# Flounder gigging ups and downs



## Redfish Rick (Aug 27, 2004)

The flounder gigging over the last 3 nights has gone from excellent to very slow in a short amount of time. Rapidly increasing winds and higher tide levels have made the gigging tough the last couple nights. We are still gigging plenty of flounder, just not the fast paced action that I had in July. Once winds relax, as forcasted mid-week, gigging should get good once again.

*8/3/2017 - Double trip*
For the first trip tonight, I had the Alonso G. group of 4 onboard. Conditions were perfect, with SSE wind at 5 mph and normal tide levels. We got on the fish fast tonight over hard sand bottom in very clear water. We ended with a 20 flounder limit by 10pm (1 hour of gigging), and most of the fish were in the 17-20" range.

For the late trip, I had the Joel H. group of 2 onboard, leaving the dock at 11:15pm. We got right back on the hot action, and were able to be picky, gigging only larger fish to finish our limit. We ended with a 10 flounder limit by 12:30am (1 hour of gigging), and the largest fish on this trip was 22".

*8/4/2017*
I had the Jeremy W. group of 6 onboard (only 4 people fishing). Conditions were poor, with SSE winds at 15-20mph and normal tide levels. We found no real pattern tonight, only gigging widely scattered fish, with lots of dirty water along the way. We ended with a 20 flounder limit by 1am (4 hours of gigging), and the largest fish tonight was 22".

*8/5/2017*
I had the John B. group of 5 onboard tonight. Conditions were horrible, with South wind at 20-30mph and slightly high tide levels. Water was rough and dirty just about everywhere we went tonight, and we had to cover a bunch of ground. The fish were widely scattered, but we made the best of the bad conditions, and the guys had a blast gigging tonight. We ended with 16 flounder by 1am, well short of a limit, but very good considering the 30mph winds. This was only my 4th trip this year to not get a limit (out of 160 trips), but they still had a fun time...

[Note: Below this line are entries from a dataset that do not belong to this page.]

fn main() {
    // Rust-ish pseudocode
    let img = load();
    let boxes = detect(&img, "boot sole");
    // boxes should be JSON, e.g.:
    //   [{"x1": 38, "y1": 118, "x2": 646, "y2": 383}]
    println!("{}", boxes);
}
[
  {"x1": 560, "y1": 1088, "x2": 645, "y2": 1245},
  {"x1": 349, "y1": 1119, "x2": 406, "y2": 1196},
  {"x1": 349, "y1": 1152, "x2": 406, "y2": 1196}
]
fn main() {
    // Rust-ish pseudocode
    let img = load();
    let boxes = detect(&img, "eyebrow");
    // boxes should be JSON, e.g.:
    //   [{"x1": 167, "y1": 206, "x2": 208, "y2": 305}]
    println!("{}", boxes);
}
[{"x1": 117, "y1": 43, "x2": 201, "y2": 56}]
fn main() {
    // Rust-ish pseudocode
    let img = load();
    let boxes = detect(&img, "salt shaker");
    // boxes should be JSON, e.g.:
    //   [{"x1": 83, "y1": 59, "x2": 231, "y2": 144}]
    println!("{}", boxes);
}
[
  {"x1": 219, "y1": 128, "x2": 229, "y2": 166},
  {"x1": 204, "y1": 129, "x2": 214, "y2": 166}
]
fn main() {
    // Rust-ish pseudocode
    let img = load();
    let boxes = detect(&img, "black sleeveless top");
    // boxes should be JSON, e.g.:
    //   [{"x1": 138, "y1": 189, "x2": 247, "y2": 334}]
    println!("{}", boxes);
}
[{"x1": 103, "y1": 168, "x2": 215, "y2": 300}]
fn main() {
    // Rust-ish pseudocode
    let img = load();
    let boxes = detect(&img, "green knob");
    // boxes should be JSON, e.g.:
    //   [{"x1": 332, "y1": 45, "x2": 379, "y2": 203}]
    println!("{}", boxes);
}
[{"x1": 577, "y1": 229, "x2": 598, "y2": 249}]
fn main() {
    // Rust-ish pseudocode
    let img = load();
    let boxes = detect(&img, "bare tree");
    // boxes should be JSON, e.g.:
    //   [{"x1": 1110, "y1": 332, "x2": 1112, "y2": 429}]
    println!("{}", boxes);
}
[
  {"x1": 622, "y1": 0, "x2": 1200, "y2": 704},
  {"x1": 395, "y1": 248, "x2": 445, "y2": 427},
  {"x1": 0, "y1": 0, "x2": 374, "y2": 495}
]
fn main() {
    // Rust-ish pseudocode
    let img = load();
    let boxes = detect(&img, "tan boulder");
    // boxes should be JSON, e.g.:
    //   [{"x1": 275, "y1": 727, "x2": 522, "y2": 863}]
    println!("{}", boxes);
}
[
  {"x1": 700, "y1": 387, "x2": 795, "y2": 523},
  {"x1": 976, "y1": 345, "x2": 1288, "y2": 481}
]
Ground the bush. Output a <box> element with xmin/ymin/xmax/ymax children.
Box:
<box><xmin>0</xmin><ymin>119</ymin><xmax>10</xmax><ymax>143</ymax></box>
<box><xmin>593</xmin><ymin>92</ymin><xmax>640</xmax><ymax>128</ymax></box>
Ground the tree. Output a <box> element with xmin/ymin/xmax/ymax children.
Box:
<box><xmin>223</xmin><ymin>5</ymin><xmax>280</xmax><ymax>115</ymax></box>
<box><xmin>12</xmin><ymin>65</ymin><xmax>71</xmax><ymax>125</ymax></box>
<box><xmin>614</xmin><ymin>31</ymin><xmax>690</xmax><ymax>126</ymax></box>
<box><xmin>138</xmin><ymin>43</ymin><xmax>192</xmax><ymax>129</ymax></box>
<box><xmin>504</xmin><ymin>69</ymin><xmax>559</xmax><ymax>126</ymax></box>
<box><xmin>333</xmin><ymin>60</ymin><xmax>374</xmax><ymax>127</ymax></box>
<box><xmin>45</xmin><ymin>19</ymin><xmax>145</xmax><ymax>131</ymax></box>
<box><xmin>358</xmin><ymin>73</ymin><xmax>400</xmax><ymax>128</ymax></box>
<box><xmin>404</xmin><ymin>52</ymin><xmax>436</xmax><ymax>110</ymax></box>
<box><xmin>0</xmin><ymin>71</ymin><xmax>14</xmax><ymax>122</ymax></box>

*Upcoming open dates for remainder of 2017:
August: 28, 29.
September: 7, 10-13, 17-21, 24-27
October: 1-5, 9, 10, 12, 22-24, 29
November: closed season
December: 11-14, 16, 18-23, 27-31*

Prices: $450 for 2 people, $100 each additional person, up to 6 people

Capt. Rick Hammond
Night Stalker Guide Service - Rockport, Texas
nightstalkerguideservice.com
361-229-6053


----------



## Troutunes (Jun 10, 2017)

When do the flounder runs start in the fall around Galveston or Freeport areas


----------